Novelty and variety turned shopping into a leisure pursuit and, as people felt their identities increasingly bound up in their possessions, so they imprinted their initials on cutlery and china. Yet Trentmann also puts this consumer rush into sharp perspective. By 1700, European ships brought a combined total of 230,000 tons of goods from Asia a year – equivalent to two container ships today.

Imperial expansion, faster steamships and higher wages raised consumption to new levels, with Britain leading the charge. The end of the 19th century saw the arrival of the department store – Harrods opened in 1895 – with lavish window displays and annual sales, as well the craze for home furnishings, mass production of foods and the assertion of consumer power. In 1898 one consumer activist declared: ‘Let us hope that the 20th century will be that of consumers!’ His wish was duly fulfilled.

Trentmann charts the explosion of new goods, services, experiences and fashions – rock ‘n’ roll, cars, home ownership, holidays, youth culture, mobile phones – which have raised consumption to unparalleled heights as well as unprecedented levels of anxiety about our ever stronger addiction to ‘stuff’. 

As Trentmann shows, concerns about our consuming passions are as old as our consuming habits. The philosopher Seneca warned of our enslavement to pleasure, while in AD 413 Augustine of Hippo blamed our collective greed on original sin. Arguably, from Eve’s first bite of the apple to our obsession with Apple, humans have desired things they do not need and worried about it afterwards. 

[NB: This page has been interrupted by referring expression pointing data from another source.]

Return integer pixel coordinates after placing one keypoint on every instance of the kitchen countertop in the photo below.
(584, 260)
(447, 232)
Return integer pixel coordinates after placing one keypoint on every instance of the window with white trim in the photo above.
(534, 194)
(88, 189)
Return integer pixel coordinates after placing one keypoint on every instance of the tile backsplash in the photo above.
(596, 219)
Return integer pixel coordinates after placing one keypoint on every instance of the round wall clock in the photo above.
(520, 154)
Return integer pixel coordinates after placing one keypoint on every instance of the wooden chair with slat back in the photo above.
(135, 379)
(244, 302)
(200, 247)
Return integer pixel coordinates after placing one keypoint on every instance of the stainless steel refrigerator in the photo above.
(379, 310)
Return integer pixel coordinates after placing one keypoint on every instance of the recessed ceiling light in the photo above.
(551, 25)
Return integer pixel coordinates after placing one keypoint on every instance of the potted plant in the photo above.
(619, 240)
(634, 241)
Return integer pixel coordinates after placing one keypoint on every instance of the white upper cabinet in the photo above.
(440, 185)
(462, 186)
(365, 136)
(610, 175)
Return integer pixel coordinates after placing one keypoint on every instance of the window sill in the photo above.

This is a huge book dealing with huge issues and it is no light read. Therein lies its success and its shortcoming. In the sheer breadth of coverage and depth of analysis, Trentmann provides an incomparable survey for scholars of consumerism. He writes simply and stylishly to convey grand ideas with a pithy turn of phrase. Yet for ordinary mortals, the dizzying detail can make it hard to see the wood for the trees, to divine the message from the mess of things. Like a modern department store, it is best perhaps to sample its pleasures in manageable chunks. 

Trentmann is optimistic that his historical insights will provide hope for the future. There are important lessons here – if we can only stop consuming long enough to listen. 

Wendy Moore's latest book is How to Create the Perfect Wife (Weidenfeld & Nicolson, 2014).